When I was younger, your blood sugar levels were tested through a urine sample. If it was high, you were advised to exercise to bring it down. Obviously, with urine testing, it would only tell you your blood sugar levels in the morning and not throughout the day. There was nothing like corrections or anything like that. Nowadays though I go to the gym three times a week and try to eat healthily. I just try to get on with it.

I have a great support system, my wife will back me up whatever I decide to do. If she thinks I'm doing something I shouldn't she'll let me know. And as a funeral director, she's got the threat that she'll take me to work in the morning! When you're living with diabetes, you do have doctors saying: 'you've got to do this and you've got to do that.' But how many doctors have diabetes? They don't realise you've got to live your life.

You want to eat normal food, you want to have that glass of wine. If you're going to go out and have a drink, make sure your blood sugar levels are back the next day.

Diabetes UK and me

A couple of years ago I took part in a charity row on a rowing machine with a gym instructor who had diabetes too. We rowed five miles in an hour and we raised around £1,000 for Diabetes UK.

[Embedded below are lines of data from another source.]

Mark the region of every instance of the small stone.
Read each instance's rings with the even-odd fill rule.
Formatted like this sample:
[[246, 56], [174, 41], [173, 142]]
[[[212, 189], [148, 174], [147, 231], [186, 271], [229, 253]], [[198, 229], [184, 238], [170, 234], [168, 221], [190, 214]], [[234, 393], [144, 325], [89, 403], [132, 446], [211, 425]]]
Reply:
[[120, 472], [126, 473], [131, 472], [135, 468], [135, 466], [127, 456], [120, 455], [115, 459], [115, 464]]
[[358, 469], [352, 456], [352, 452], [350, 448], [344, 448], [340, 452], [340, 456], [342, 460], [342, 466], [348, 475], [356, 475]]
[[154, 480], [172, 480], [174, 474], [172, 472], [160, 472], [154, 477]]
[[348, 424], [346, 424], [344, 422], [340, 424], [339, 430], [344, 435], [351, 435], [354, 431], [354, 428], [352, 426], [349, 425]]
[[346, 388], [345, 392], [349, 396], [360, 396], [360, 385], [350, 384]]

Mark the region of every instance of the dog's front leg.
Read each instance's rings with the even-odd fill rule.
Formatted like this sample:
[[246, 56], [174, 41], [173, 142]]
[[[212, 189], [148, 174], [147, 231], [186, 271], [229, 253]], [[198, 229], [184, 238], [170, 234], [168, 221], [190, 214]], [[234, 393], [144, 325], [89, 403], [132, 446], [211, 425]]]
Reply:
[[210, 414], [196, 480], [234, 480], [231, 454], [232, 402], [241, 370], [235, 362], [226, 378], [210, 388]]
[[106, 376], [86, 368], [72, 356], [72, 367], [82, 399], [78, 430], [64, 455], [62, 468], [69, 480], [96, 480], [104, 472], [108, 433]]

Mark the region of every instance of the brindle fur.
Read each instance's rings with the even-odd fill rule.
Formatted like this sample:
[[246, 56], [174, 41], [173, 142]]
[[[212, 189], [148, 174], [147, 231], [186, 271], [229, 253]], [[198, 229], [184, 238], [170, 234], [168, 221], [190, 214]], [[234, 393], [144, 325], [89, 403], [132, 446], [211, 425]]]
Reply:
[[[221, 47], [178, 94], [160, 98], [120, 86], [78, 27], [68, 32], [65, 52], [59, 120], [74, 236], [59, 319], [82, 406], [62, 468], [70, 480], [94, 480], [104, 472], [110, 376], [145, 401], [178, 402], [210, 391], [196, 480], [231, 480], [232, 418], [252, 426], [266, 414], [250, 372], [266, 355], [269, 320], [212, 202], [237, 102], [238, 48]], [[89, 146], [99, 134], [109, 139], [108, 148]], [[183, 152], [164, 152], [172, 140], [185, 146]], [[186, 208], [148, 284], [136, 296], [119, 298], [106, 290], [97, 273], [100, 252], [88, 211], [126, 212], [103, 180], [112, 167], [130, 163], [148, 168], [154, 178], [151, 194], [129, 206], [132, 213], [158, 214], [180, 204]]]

Normally I use the diabetes clinic at Northampton hospital because I've known them for years. I leave them a message and they always get back to me, I use them as a form support but I don't like to lean on people. I belong to a lot of disabled groups and I went to a local community law service and they helped me get what I was entitled to.

I've got the machine for Flash as I took part in the trial, but I can't afford the patches. The patches are £50 each and need changing every two weeks plus spares. We just can't justify the cost, I've spoken up for the Flash campaign at local meetings because I believe it should be available to everyone.

James' perspective

I see many people living with diabetes and a lot of them don't realise the dangers of high blood sugars and I do try to tell them. But how do you tell an adult whose blood sugars are high that they're at risk of having complications? The only way is the hard way. My advice would be: exercise, eat in moderation and blood glucose control.

You don't want it to rule your life, but it's got to guide your life. My goals are to be happy, keep my diabetes in check, and to be happy and as healthy as possible. I want to live life to the full and offer voluntary help, disability awareness, and talks.